De todas formas, rapidez en la conquista no quiere decir dominio absoluto sobre toda la extensión de al-Andalus. Siglos atrás, la pacificación de España por los romanos tardó doscientos años en lograrse, y el mismo tiempo invirtieron, más o menos, los musulmanes en conseguir un objetivo semejante. La historia del emirato de Córdoba es esencialmente la crónica de un incesante conjunto de conflictos internos que desembocaron, sobre todo, a partir de la segunda mitad del siglo IX, en un estado de gran descomposición y anarquía hasta el punto de que la autoridad del emir apenas era respetada fuera de un estrecho círculo en torno a la capital. Todo ello era el resultado de múltiples factores, entre los cuales estaba, en primer lugar, la configuración geográfica del país, que favorece la dispersión política. Añadamos a ello los ancestrales enfrentamientos entre los clanes árabes transplantados a España y magnificados por las fricciones con los beréberes norteafricanos, recién convertidos al Islam y no arabizados del todo. No hay que olvidar tampoco la relativa precariedad con que se había realizado la ocupación de la Península porque, pese al control más o menos riguroso de las principales ciudades y núcleos fortificados, se había propiciado un amplio margen de autonomía a extensas regiones dominadas por cristianos nativos, que fueron, además, la mayoría de la población de al-Andalus durante muchas generaciones. Y todo se fue complicando al compás de las conversiones a la religión islámica, que crearon un grupo social emergente, el de los muladíes o musulmanes nuevos, los cuales nunca gozaron de los mismos privilegios que los musulmanes tradicionales. El resultado fue la aparición de numerosos conflictos en los que muladíes y cristianos hicieron frente común en sus reivindicaciones y llegaron a crear complejas estructuras de poder y a desarrollar, en algunos casos, claras aspiraciones soberanistas o, cuando menos, a obtener amplia autonomía en el marco de una sociedad muy variada y rica, pero extraordinariamente compleja y difícil de gobernar. Sólo a partir del siglo X, coincidiendo con la época de las conversiones masivas al Islam pudo Abd al-Rahmán III pacificar el país, apagar los focos de disidencia, tomar a al-Andalus «en su puño» y conseguir que su poder se extendiera «como sol radiante, por las regiones», según el historiador cordobés Ibn Hayyán.

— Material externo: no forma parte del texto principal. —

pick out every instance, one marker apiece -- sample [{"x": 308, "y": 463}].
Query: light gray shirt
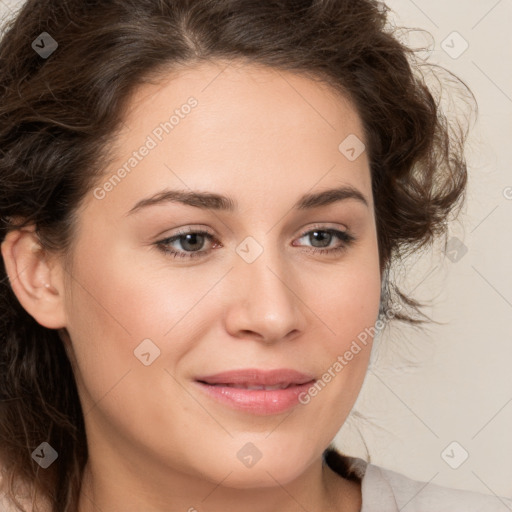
[{"x": 384, "y": 490}]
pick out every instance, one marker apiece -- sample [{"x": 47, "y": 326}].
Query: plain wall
[{"x": 461, "y": 388}]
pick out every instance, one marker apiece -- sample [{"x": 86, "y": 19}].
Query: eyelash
[{"x": 163, "y": 245}]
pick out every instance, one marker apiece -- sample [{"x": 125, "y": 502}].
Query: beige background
[{"x": 426, "y": 390}]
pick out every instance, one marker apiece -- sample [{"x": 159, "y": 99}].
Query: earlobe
[{"x": 36, "y": 283}]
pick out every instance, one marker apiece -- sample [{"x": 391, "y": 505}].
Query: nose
[{"x": 266, "y": 303}]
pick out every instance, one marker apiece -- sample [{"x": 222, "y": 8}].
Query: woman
[{"x": 201, "y": 202}]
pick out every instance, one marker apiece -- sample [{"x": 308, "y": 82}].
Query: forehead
[{"x": 244, "y": 130}]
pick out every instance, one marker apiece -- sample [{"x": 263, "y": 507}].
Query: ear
[{"x": 36, "y": 280}]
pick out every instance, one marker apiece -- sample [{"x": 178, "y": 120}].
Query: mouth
[{"x": 254, "y": 391}]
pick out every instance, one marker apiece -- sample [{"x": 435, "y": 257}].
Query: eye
[
  {"x": 324, "y": 237},
  {"x": 192, "y": 242}
]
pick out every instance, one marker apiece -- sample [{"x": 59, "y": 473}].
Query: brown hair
[{"x": 58, "y": 115}]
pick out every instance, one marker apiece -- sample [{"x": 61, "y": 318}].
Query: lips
[
  {"x": 256, "y": 379},
  {"x": 257, "y": 392}
]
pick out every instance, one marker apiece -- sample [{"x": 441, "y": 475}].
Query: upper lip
[{"x": 257, "y": 377}]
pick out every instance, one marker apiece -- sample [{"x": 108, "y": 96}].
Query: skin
[{"x": 156, "y": 442}]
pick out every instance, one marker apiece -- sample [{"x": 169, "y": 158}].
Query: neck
[{"x": 122, "y": 487}]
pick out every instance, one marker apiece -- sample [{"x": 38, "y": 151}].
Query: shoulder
[{"x": 384, "y": 490}]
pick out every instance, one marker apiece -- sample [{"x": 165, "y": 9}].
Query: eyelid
[{"x": 343, "y": 235}]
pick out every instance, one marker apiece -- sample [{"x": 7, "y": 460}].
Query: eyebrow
[{"x": 218, "y": 202}]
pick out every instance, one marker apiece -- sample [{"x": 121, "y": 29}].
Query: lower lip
[{"x": 257, "y": 401}]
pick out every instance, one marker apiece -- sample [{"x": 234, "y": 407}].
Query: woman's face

Como otros caudillos victoriosos —es eso lo que significa el apelativo de an-Násir, con el que la historiografía árabe conoce a este soberano omeya— aprovechó la ocasión para adoptar un título más eminente. Fue precisamente entonces cuando tuvo lugar la proclamación del Califato, en 929, justo un año después de la conquista del núcleo disidente de Bobastro. Se abre entonces la etapa más brillante de la dinastía, que sólo durará un siglo, en realidad. Luego, a comienzos del siglo XI, después de la dictadura de Almanzor, las fuerzas de la descomposición reaparecen de nuevo y conducen al Estado Omeya a la ruina más lamentable, representada por el mosaico de pequeños estados que fueron los reinos de taifas.